Latest post on Left Futures

The poor don’t have a party

The Tories are now the party of the poor, Iain Duncan Smith told a fringe meeting at Conservative Party conference this week. That he can even get away with such a surreal claim without attracting widespread derision underlines just how far the issue of poverty reduction no longer looms large on the political agenda.

I don’t underestimate the sincerity of a quiet man. Ever since he was forced out of the Tory leadership, IDS has devoted much of his political time to the question of welfare reform. He has been widely commended for taking the problem seriously, and for developing a new approach within a centre-right framework.

IDS was also indisputably correct when he observed that under New Labour, income inequality in this country rose to the highest level seen since 1961, the first year for which calculations of the so-called Gini Coefficient are available.
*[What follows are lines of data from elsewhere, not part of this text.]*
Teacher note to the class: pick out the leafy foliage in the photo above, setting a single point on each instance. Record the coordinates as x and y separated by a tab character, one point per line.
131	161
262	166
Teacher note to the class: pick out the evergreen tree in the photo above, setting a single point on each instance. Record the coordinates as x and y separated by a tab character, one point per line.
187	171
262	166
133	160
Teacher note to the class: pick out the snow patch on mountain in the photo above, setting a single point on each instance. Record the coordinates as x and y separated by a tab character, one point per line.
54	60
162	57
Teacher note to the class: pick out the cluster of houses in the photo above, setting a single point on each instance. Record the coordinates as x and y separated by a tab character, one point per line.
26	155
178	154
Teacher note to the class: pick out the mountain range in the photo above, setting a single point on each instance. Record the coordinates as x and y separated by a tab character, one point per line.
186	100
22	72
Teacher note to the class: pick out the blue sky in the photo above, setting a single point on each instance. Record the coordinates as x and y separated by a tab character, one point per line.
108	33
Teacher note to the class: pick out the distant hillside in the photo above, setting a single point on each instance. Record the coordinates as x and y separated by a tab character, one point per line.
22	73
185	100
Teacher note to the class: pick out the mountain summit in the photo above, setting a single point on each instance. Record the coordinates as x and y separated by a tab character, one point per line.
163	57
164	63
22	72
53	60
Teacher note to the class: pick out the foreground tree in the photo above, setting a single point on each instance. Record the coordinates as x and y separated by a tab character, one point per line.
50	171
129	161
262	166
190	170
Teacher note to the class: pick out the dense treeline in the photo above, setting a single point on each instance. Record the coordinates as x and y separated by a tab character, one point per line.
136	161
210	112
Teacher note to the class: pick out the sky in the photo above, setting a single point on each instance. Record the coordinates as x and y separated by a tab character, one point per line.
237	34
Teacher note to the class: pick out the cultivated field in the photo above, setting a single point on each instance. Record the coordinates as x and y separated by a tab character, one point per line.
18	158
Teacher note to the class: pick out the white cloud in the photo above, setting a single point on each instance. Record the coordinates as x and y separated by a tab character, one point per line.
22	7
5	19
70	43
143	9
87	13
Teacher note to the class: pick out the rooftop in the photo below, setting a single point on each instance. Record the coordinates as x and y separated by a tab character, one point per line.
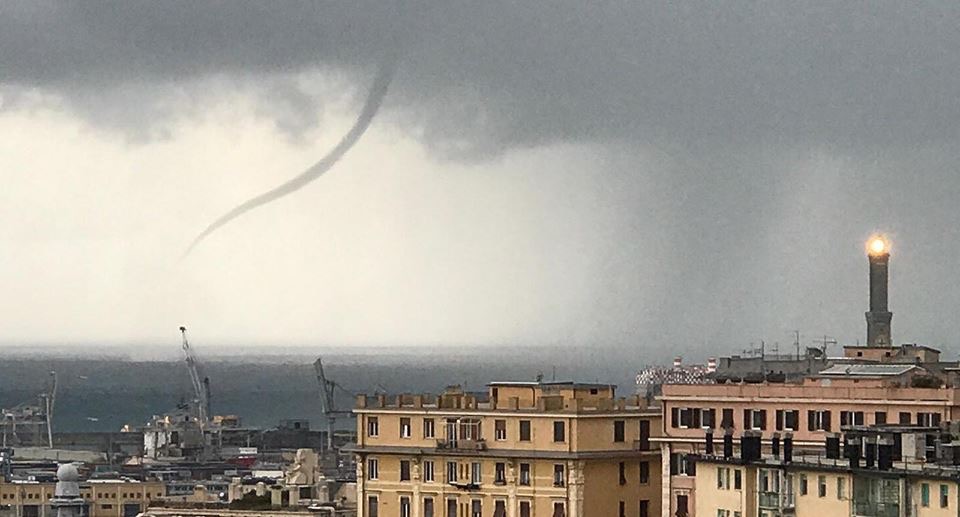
868	370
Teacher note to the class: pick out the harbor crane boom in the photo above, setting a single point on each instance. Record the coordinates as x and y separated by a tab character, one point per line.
201	387
328	403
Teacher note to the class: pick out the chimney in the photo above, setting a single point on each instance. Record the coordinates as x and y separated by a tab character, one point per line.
833	446
879	315
787	447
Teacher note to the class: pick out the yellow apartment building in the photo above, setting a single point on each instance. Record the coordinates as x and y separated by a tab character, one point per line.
103	498
522	449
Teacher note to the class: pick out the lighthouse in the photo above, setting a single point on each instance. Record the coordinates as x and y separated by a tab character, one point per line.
879	315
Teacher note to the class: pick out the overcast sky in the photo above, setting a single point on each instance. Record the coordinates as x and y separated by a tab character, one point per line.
691	176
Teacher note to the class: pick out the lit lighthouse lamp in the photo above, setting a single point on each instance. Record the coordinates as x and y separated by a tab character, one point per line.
877	245
879	315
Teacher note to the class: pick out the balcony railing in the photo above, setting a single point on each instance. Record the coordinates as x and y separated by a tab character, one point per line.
464	445
872	509
777	500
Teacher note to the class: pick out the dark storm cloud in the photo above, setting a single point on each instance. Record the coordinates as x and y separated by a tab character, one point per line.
485	76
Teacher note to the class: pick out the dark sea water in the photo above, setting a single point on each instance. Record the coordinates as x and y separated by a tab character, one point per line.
101	390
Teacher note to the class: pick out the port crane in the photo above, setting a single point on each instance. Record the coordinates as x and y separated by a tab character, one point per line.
201	386
328	404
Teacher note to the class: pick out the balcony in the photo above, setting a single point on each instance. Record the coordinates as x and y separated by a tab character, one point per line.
777	500
872	509
462	445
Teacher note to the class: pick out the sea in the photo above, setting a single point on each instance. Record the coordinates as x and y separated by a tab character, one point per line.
105	388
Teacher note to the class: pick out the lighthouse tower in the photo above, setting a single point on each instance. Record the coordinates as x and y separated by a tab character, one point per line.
879	315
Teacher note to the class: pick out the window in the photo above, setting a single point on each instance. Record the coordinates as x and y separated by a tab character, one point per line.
928	419
499	474
726	420
524	430
470	429
644	435
680	465
708	417
818	420
788	420
524	508
755	419
500	430
558	510
851	418
691	418
723	478
559	431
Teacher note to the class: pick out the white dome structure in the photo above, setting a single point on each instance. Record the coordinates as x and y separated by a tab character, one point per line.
68	472
66	498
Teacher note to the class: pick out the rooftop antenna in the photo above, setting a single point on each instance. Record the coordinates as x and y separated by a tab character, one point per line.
826	340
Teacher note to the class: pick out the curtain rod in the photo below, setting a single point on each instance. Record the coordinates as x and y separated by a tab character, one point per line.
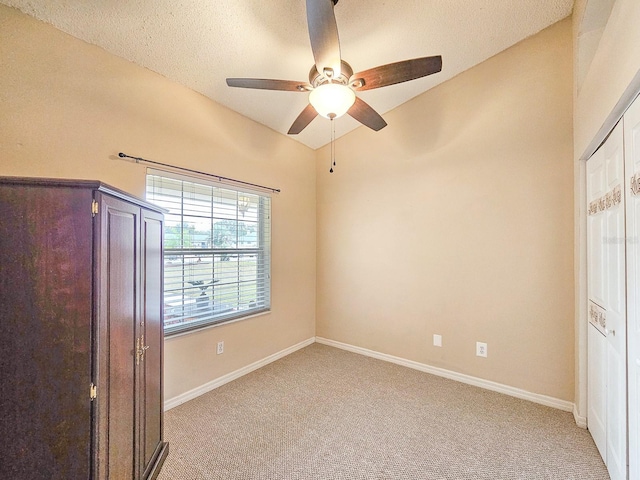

But that is not the full story, of course. Look at the time series shows and you will see that the decisive transition between the relatively egalitarian postwar social democratic arrangements and the shocking degree of inequality we see today took place in the 1980s.

In other words, the Thatcher years were the time when poverty exploded in Britain, and that was the entirely predictable outcome of measures enacted by a prime minister for whom IDS has repeatedly expressed his admiration. The Tories are the party that created mass poverty in its current manifestation.

New Labour did what it could, within the limitations of its timid political thinking, to change that state of affairs. The National Minimum Wage was a step in the right direction. I’m not sure which way Duncan Smith voted on that one. Perhaps he would care to remind us?

Tax credits and Sure Start should also be numbered among the achievements of the Blair and Brown administrations. Nevertheless, inequality continued to grow, as is unsurprising under a government that boasted of being intensely relaxed about people getting filthy rich.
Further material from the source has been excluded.